Но Булыга уже пропал в темноте. Треснула ветка, прошуршал снег – ушел Булыга к маленькому болоту Блюдечку, где глухариный ток.
Подсадные утки жили у Булыги в сарае, в соломенном закутке. И как только я сунулся туда, заорали, оглашенные, стали носиться под ногами, хлопать крыльями.
Я поймал подсадную, засунул ее в кошелку-плетенку и побежал краем леса к болоту, к шалашу. Утка тяжело переваливалась в садке, крякала под самым локтем, а под ногами на все лады пели-трещали лужицы, схваченные утренним льдом. По клюквенной тропке, вдоль неглубокой канавы, я бежал к Кузяевскому болоту.

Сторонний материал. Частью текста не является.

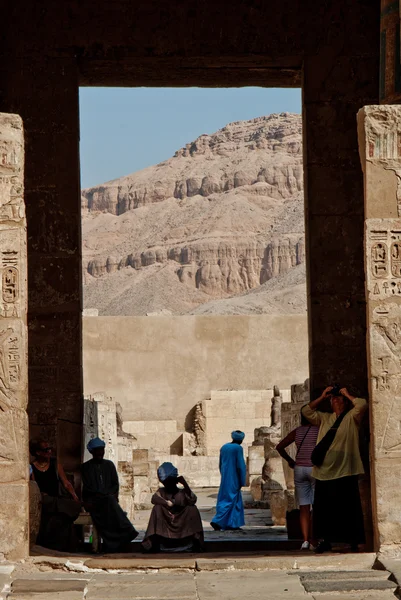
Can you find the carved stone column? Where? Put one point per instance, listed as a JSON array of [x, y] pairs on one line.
[[14, 457], [380, 152]]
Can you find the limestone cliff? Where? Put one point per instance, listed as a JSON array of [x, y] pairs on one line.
[[224, 214]]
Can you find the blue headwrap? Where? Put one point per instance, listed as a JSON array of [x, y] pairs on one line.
[[237, 436], [95, 443], [166, 470]]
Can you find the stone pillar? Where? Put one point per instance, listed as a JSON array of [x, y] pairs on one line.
[[380, 152], [44, 91], [14, 456], [390, 64], [334, 196]]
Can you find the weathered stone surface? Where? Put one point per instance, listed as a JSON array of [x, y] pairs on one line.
[[14, 519], [204, 354], [35, 508], [380, 151], [235, 201], [143, 586], [14, 502]]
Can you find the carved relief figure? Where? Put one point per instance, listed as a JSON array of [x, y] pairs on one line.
[[379, 260], [396, 259]]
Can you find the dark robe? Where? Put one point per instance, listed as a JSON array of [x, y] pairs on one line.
[[100, 496], [58, 512], [177, 528]]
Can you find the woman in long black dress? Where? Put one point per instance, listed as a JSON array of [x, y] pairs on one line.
[[58, 512], [175, 524]]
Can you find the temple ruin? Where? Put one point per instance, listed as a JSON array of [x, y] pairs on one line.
[[346, 58]]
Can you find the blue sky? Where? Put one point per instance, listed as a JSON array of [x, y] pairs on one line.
[[127, 129]]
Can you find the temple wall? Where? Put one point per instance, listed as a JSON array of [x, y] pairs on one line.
[[380, 152], [159, 368], [14, 457]]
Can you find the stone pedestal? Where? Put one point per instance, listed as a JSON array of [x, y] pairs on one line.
[[380, 152], [14, 457], [274, 486], [126, 494]]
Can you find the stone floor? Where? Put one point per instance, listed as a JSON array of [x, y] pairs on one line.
[[348, 577]]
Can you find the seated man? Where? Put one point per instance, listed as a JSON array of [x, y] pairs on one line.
[[175, 524], [100, 496]]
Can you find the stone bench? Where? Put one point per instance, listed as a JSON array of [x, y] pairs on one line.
[[85, 519]]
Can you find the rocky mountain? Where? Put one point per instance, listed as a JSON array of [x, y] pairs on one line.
[[221, 217]]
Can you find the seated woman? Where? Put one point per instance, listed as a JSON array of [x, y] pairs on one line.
[[58, 512], [175, 524]]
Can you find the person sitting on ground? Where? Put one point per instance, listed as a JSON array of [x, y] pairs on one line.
[[230, 507], [337, 510], [305, 437], [60, 503], [100, 496], [175, 524]]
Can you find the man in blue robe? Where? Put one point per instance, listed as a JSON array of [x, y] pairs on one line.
[[230, 507]]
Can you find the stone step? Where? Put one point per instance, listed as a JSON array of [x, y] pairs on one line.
[[46, 596], [347, 585], [332, 575], [40, 587], [363, 595]]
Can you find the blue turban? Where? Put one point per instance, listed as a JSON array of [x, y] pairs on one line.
[[95, 443], [166, 470], [237, 436]]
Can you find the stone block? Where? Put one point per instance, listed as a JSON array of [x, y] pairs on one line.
[[256, 459], [14, 520], [140, 455], [262, 411], [141, 469], [35, 508], [134, 427], [142, 492], [253, 396]]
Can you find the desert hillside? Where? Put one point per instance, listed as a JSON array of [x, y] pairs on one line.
[[202, 232]]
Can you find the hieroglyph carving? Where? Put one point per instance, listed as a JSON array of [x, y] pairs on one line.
[[13, 365], [383, 143], [384, 249], [383, 281]]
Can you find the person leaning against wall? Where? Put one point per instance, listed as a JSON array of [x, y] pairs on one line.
[[304, 437], [337, 510]]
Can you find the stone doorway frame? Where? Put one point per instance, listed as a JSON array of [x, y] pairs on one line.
[[333, 207]]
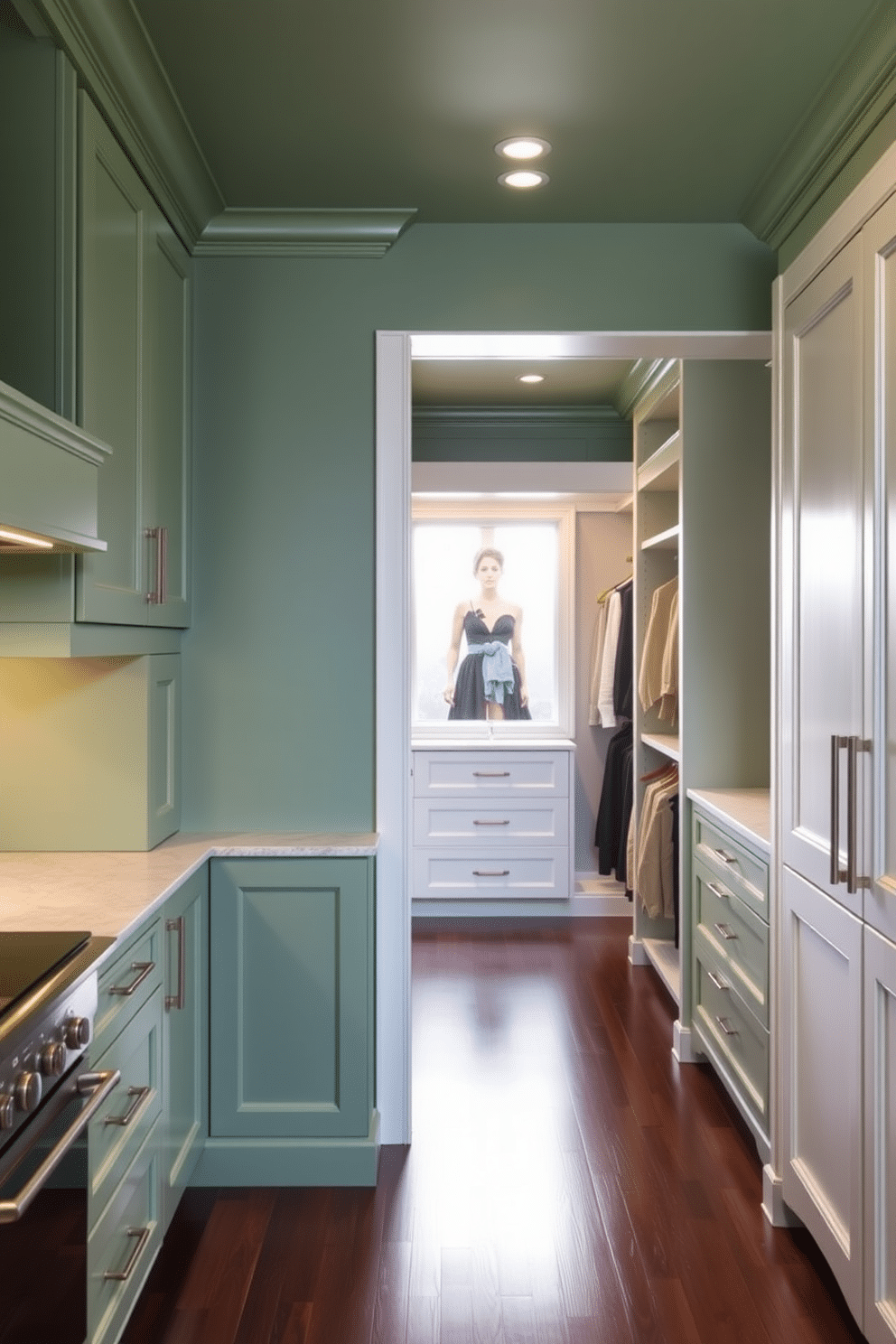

В темноте еще я был на месте. Высадил подсадную на воду и спрятался в шалаше под старой елкой, вышедшей из лесу к болоту.
Стало светать, чуть-чуть, еле-еле. Низом потянул ветерок, как раз забрался под полушубок, в раструбы сапог, и скоро я так замерз, будто всю ночь проспал в весеннем лесу, без костра.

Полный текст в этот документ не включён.